En conséquence et Statuant à nouveau,

$gt; A titre principal

- Juger que le licenciement pour motif économique prononcé à l'encontre de Mme [O] [V] repose sur une cause réelle et sérieuse,

- Juger que Mme [O] [V] a été intégralement remplie de ses droits,

En conséquence,

- Débouter Mme [O] [V] de l'ensemble de ses demandes, fins et prétentions,

- Ordonner le remboursement par Mme [O] [V] de la somme versée par la Société Odalys Résidences dans le cadre de l'exécution provisoire du jugement,

- Condamner Mme [O] [V] à verser à la Société Odalys Résidences la somme de 2 000 euros sur le fondement de l'article 700 du Code de procédure civile,

- Condamner Mme [O] [V] aux entiers frais et dépens.

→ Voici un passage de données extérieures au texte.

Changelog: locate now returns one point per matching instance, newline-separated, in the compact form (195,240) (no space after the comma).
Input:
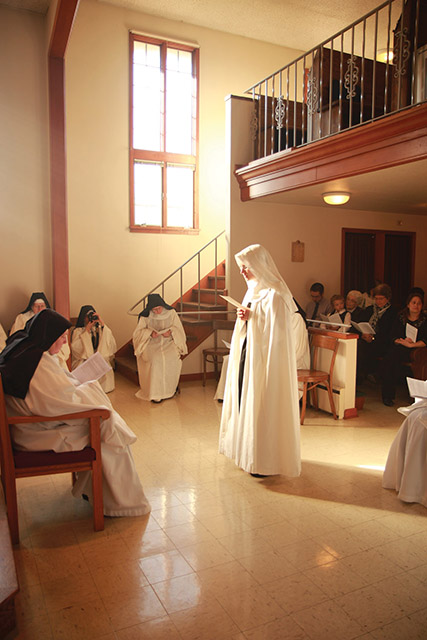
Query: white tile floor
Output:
(225,556)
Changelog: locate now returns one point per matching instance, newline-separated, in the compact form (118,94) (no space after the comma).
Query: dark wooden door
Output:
(371,256)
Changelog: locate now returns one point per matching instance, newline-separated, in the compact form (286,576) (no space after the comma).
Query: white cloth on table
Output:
(159,359)
(53,391)
(406,467)
(20,322)
(263,436)
(82,349)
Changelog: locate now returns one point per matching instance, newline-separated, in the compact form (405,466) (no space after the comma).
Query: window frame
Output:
(163,157)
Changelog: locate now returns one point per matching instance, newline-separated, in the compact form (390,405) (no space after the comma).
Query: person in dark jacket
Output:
(381,316)
(409,331)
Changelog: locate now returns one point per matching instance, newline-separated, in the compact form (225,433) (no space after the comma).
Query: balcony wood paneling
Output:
(393,140)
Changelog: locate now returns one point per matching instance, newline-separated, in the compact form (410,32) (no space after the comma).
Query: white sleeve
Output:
(141,336)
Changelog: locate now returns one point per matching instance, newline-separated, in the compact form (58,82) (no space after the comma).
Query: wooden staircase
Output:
(197,326)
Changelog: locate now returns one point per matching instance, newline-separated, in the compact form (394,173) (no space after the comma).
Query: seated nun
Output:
(36,303)
(3,338)
(91,335)
(35,383)
(159,342)
(406,467)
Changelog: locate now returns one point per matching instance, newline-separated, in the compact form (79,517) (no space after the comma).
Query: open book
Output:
(231,301)
(417,388)
(363,327)
(332,319)
(91,369)
(411,332)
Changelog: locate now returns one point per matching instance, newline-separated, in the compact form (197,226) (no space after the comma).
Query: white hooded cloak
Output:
(53,391)
(159,359)
(263,435)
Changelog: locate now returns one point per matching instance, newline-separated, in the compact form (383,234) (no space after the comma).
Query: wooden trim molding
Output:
(393,140)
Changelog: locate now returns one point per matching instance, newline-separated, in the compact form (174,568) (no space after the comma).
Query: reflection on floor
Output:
(223,555)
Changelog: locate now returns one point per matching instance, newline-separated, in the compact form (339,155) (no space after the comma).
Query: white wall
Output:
(110,267)
(25,246)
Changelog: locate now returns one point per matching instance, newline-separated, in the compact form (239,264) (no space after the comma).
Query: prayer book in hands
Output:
(231,301)
(363,327)
(417,388)
(411,332)
(91,369)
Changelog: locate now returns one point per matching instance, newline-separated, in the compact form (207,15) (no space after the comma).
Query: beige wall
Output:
(276,226)
(25,248)
(110,267)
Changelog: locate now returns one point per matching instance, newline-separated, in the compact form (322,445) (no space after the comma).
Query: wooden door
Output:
(370,256)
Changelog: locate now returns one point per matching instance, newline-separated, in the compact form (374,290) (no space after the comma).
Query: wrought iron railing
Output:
(375,67)
(196,266)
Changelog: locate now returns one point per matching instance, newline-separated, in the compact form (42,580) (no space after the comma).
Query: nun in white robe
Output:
(159,341)
(88,338)
(35,383)
(406,467)
(302,353)
(260,427)
(36,303)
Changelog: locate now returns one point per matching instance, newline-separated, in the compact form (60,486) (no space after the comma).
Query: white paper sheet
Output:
(92,369)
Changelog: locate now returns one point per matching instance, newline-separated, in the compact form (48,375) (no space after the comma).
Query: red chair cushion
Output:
(25,459)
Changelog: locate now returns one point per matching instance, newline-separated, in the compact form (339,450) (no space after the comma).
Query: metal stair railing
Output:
(179,270)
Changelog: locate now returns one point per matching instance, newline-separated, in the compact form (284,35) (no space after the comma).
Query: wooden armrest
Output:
(93,413)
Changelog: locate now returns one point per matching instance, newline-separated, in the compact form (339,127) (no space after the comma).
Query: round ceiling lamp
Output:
(336,197)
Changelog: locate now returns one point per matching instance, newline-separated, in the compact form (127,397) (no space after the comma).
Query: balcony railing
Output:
(375,67)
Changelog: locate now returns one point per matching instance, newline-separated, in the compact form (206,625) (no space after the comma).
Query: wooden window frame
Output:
(163,156)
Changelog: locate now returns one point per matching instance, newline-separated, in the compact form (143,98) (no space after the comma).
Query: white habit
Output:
(159,359)
(20,322)
(263,436)
(406,467)
(302,352)
(82,349)
(53,391)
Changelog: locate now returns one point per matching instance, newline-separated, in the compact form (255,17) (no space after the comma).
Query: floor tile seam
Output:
(50,615)
(153,592)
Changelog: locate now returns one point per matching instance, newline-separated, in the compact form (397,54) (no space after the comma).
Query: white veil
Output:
(261,264)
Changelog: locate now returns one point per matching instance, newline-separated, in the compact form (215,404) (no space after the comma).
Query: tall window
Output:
(163,136)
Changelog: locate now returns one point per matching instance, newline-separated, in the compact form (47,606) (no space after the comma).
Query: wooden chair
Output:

$gt; A titre infiniment subsidiaire

Dans l'hypothèse où par extraordinaire la Cour de céans venait à considérer que le licenciement de Mme [O] [V] est dépourvu de cause réelle et sérieuse,

- Limiter le montant des dommages et intérêts éventuellement alloués à la somme de 7 050 euros, correspondant à 3 mois de salaire brut, en l'absence de démonstration d'un quelconque préjudice.

L'ordonnance de clôture est intervenue le 6 février 2024.

MOTIFS DE LA DÉCISION

Sur le bien-fondé du licenciement

L'article L.1233-3 du code du travail dispose que constitue un licenciement pour motif économique le licenciement effectué par un employeur pour un ou plusieurs motifs non inhérents à la personne du salarié résultant d'une suppression ou transformation d'emploi ou d'une modification, refusée par le salarié, d'un élément essentiel du contrat de travail, consécutives notamment :

1° A des difficultés économiques caractérisées soit par l'évolution significative d'au moins un indicateur économique tel qu'une baisse des commandes ou du chiffre d'affaires, des pertes d'exploitation ou une dégradation de la trésorerie ou de l'excédent brut d'exploitation, soit par tout autre élément de nature à justifier de ces difficultés.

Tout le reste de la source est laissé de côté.